Sahibine Mesajlar
Sayın Asım Akansoy, Parti Başkanı ile MYK ile Parti Mecisi arasında sürekli gerilim var. bu göz ardı edilemez. Parti içinde kamplaşmalar ve sıkıntılar var. Parti bunlar göz ardı edilerek yönetilemez. Bu bölünmeye kadar gider sözleriniz gündeme bomba gibi düştü. Herkes kol kırılır yen içinde kalır feslefesine iyi alıştı. Kol yen içinde kırıla kırıla kangren oldu milletin haberi yok. Bak Asım gardaş. Kırılan kol yen içinde öylece kalırsa kangren olur. Kangren olunca da o kolu keser atarsın. Senin konuşman kolun yen içinden çıkartılıp iyileştirilmesi içindir.Konuş Asım, konuş sen konuştukça birileri uyanıyor ve kolun yen içinde kangren olmaması için kolları sıvıyor.
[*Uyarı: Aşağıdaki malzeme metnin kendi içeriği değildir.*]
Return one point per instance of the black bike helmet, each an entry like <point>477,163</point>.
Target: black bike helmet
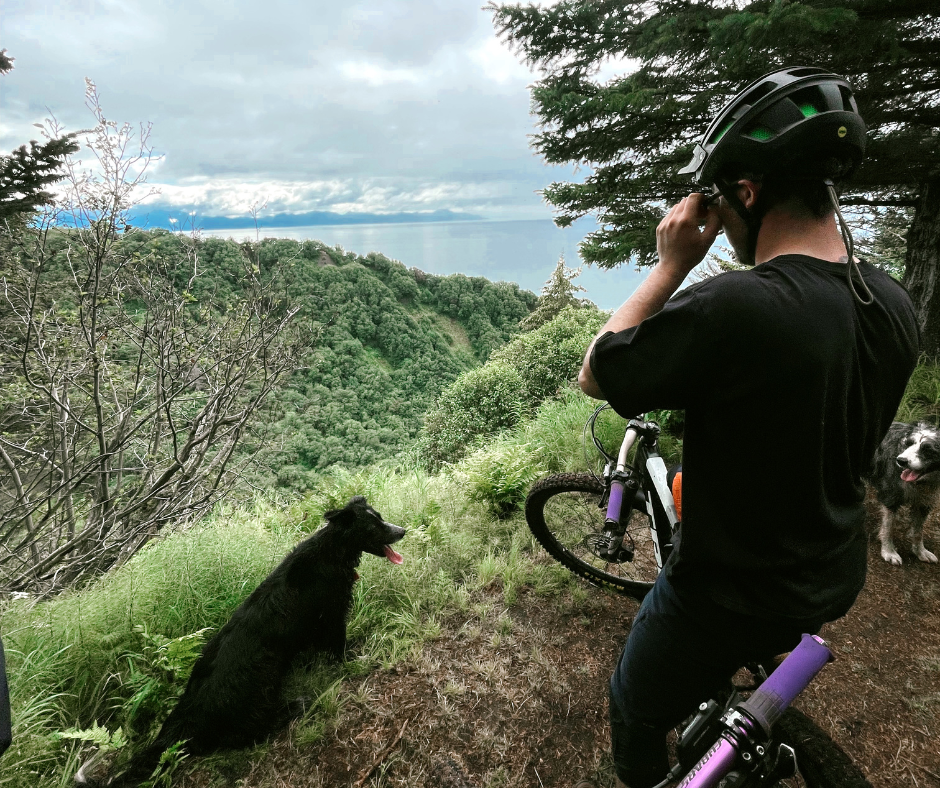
<point>801,121</point>
<point>798,123</point>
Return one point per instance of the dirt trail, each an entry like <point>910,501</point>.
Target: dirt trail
<point>517,697</point>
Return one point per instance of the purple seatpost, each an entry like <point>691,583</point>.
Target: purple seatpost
<point>615,503</point>
<point>773,697</point>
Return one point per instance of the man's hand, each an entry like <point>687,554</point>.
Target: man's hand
<point>681,246</point>
<point>680,242</point>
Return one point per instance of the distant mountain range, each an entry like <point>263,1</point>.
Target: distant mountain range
<point>150,218</point>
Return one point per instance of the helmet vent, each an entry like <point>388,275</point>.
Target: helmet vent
<point>848,103</point>
<point>810,101</point>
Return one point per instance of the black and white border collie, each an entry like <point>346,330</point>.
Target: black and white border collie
<point>906,470</point>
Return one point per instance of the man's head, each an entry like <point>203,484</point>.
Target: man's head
<point>789,136</point>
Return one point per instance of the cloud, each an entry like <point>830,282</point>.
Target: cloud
<point>326,106</point>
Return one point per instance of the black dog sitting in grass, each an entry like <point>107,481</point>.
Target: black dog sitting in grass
<point>233,698</point>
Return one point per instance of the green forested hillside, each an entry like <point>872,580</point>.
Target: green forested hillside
<point>390,339</point>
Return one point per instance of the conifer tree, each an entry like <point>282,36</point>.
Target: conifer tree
<point>683,60</point>
<point>557,294</point>
<point>26,172</point>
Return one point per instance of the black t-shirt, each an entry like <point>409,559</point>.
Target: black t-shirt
<point>788,385</point>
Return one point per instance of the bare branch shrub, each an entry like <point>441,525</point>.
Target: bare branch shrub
<point>123,396</point>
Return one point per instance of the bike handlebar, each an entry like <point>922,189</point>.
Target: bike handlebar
<point>773,697</point>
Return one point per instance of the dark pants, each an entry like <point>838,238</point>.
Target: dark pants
<point>6,735</point>
<point>681,651</point>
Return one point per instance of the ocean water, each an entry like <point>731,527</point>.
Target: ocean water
<point>521,251</point>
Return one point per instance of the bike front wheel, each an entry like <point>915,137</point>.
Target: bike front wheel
<point>563,512</point>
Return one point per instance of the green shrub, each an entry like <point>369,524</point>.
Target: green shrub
<point>552,354</point>
<point>481,402</point>
<point>921,401</point>
<point>500,474</point>
<point>511,385</point>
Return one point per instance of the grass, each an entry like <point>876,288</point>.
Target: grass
<point>921,400</point>
<point>82,659</point>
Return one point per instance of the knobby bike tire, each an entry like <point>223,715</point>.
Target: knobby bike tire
<point>563,513</point>
<point>821,762</point>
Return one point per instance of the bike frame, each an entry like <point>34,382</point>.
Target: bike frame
<point>720,742</point>
<point>644,482</point>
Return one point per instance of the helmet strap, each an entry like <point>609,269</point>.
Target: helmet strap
<point>851,266</point>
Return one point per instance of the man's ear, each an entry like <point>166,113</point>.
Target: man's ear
<point>748,192</point>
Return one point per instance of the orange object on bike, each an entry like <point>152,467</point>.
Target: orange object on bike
<point>677,493</point>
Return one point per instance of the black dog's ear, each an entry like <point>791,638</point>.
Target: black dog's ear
<point>338,515</point>
<point>346,514</point>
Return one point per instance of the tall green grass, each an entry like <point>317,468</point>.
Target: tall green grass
<point>85,657</point>
<point>921,400</point>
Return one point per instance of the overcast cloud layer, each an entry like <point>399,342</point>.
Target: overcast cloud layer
<point>379,106</point>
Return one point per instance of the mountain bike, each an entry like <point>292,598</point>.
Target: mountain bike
<point>616,531</point>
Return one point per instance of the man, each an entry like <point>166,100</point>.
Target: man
<point>789,372</point>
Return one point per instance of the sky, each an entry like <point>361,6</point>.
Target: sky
<point>379,107</point>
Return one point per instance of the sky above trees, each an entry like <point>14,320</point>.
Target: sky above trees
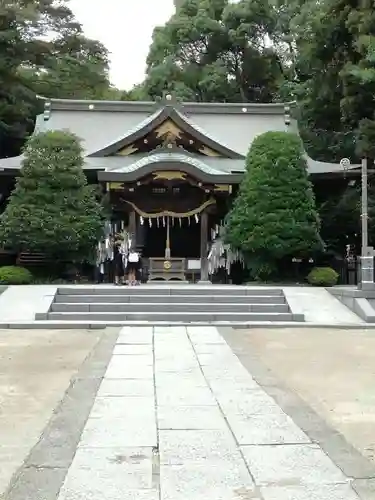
<point>125,28</point>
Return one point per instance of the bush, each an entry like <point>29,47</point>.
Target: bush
<point>13,275</point>
<point>322,276</point>
<point>53,210</point>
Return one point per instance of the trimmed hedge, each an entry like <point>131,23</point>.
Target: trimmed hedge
<point>322,276</point>
<point>14,275</point>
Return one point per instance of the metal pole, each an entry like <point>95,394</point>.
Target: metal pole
<point>364,208</point>
<point>367,256</point>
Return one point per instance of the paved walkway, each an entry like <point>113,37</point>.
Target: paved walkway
<point>177,417</point>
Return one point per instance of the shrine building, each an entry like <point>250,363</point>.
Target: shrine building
<point>171,169</point>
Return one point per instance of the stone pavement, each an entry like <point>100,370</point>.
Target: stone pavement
<point>19,304</point>
<point>177,417</point>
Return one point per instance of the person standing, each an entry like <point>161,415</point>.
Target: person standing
<point>118,261</point>
<point>132,267</point>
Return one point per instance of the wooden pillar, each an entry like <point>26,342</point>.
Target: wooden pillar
<point>204,247</point>
<point>133,227</point>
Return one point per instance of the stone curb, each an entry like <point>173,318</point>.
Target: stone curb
<point>62,325</point>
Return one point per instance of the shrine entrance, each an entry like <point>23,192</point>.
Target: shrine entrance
<point>184,235</point>
<point>170,217</point>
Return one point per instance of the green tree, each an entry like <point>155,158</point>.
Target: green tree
<point>336,60</point>
<point>52,209</point>
<point>212,50</point>
<point>274,214</point>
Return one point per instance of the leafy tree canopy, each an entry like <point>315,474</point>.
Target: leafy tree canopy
<point>274,214</point>
<point>43,51</point>
<point>213,50</point>
<point>52,209</point>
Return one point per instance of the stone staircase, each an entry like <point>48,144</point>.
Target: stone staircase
<point>169,303</point>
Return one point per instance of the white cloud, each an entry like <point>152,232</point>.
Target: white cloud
<point>125,27</point>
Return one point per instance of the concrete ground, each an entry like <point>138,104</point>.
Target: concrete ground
<point>171,413</point>
<point>332,370</point>
<point>37,368</point>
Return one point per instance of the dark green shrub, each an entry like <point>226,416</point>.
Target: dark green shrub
<point>274,215</point>
<point>322,276</point>
<point>52,209</point>
<point>13,275</point>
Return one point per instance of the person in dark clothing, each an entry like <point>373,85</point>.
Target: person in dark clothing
<point>118,262</point>
<point>132,267</point>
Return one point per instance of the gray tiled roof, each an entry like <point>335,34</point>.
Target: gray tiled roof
<point>233,125</point>
<point>127,164</point>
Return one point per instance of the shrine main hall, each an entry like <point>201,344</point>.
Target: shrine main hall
<point>171,169</point>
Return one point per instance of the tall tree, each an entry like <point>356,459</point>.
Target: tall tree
<point>52,209</point>
<point>337,63</point>
<point>212,50</point>
<point>272,219</point>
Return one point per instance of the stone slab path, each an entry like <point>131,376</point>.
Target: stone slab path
<point>177,417</point>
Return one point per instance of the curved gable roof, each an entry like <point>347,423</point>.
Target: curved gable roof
<point>158,118</point>
<point>157,161</point>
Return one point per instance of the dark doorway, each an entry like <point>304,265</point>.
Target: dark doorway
<point>184,239</point>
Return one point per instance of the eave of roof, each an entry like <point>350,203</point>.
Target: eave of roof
<point>195,166</point>
<point>156,119</point>
<point>150,107</point>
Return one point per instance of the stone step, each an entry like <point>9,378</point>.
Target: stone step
<point>162,291</point>
<point>185,317</point>
<point>211,307</point>
<point>157,299</point>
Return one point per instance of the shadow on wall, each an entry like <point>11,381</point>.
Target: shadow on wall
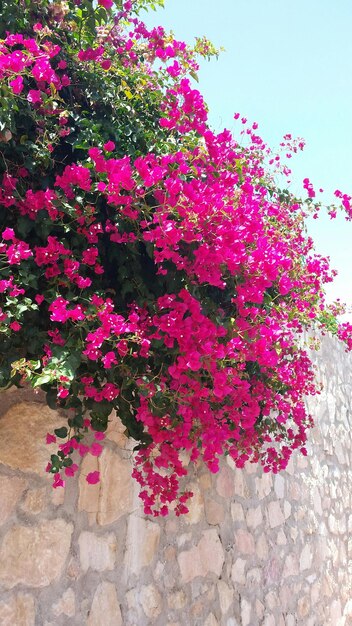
<point>255,549</point>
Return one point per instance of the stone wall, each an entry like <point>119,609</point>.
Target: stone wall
<point>255,549</point>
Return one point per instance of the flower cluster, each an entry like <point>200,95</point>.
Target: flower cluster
<point>150,265</point>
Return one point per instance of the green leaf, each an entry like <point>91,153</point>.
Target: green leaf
<point>61,432</point>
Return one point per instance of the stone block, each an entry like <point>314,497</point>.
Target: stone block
<point>105,608</point>
<point>11,489</point>
<point>275,514</point>
<point>29,453</point>
<point>66,605</point>
<point>18,611</point>
<point>97,552</point>
<point>244,541</point>
<point>206,557</point>
<point>142,543</point>
<point>35,555</point>
<point>151,601</point>
<point>214,512</point>
<point>225,483</point>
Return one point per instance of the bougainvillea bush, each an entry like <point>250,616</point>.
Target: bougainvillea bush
<point>148,264</point>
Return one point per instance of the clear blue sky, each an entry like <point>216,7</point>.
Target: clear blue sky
<point>288,66</point>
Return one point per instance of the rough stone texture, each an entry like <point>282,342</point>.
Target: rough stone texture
<point>97,552</point>
<point>35,421</point>
<point>105,607</point>
<point>10,490</point>
<point>207,556</point>
<point>255,549</point>
<point>34,556</point>
<point>18,611</point>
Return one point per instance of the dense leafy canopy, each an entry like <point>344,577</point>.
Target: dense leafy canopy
<point>148,265</point>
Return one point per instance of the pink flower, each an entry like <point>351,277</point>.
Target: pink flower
<point>8,233</point>
<point>62,392</point>
<point>34,96</point>
<point>15,326</point>
<point>109,146</point>
<point>96,449</point>
<point>106,64</point>
<point>58,482</point>
<point>107,4</point>
<point>93,478</point>
<point>71,470</point>
<point>17,85</point>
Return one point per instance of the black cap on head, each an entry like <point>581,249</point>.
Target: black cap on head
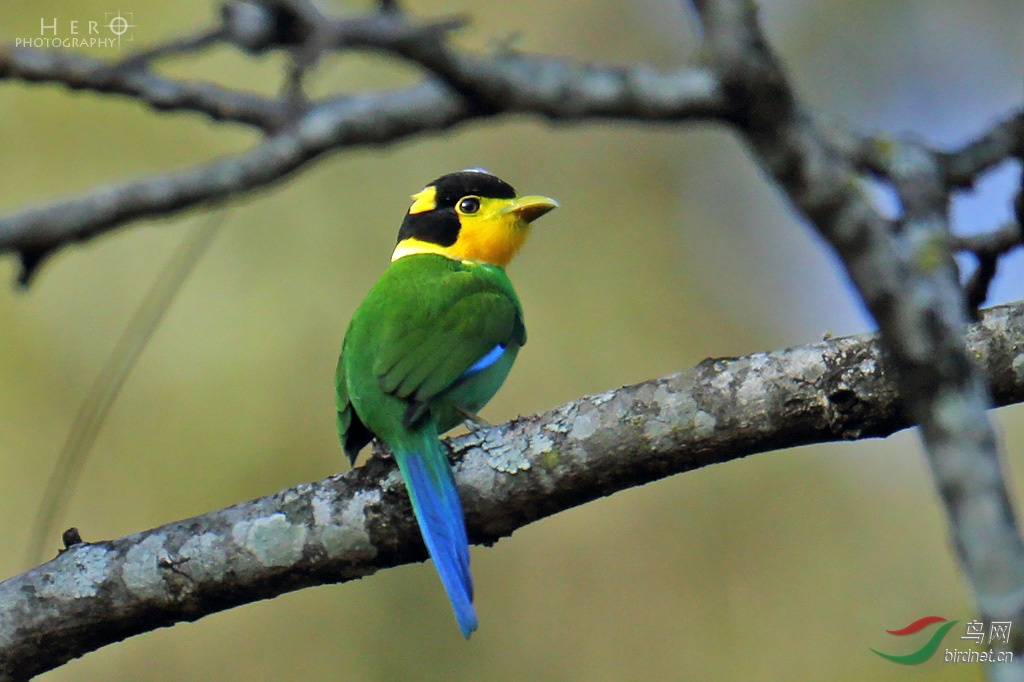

Sayın Serdar Denktaş ben emir almam açıklamanızı büyük bir keyif ile okudum. Gururlandım. Vay be iyiki bizim böyle yöneticilerimiz var diye böbürlendim. UBP başkanı eski Başbakan İrsen Küçük’te hiç emir almazdı. Yalnız o Anasına çok bağlı olduğu için anadan gelen kağıtcıkları okumadan imzalardı. Saygısından Türkiye’den gelen odacılar birliğinin kapıcısını kapıda karşılar ve Sako’sunun düğmelerini ikişer ikişer iliklerdi. Sibel Siber hanımın da Allah’ı var. Paketi Anaya duyulan saygı çerçevesinde imzaladığını öğrenmiş ve çok mütehassıs olmuştuk. Şimdiki Başbakanımız Özkan Yorgancıoğlu da hiç emir almaz. O hiç emir almadığını gösertmek için Toma gelirse gümrükte göğsümü siper ederim bile demiş ve gözlerimizi yaşartmıştı. Sizin de ‘Bir’ defa emir almadığınızı biliyorum ve inanın gurur duyuyorum..   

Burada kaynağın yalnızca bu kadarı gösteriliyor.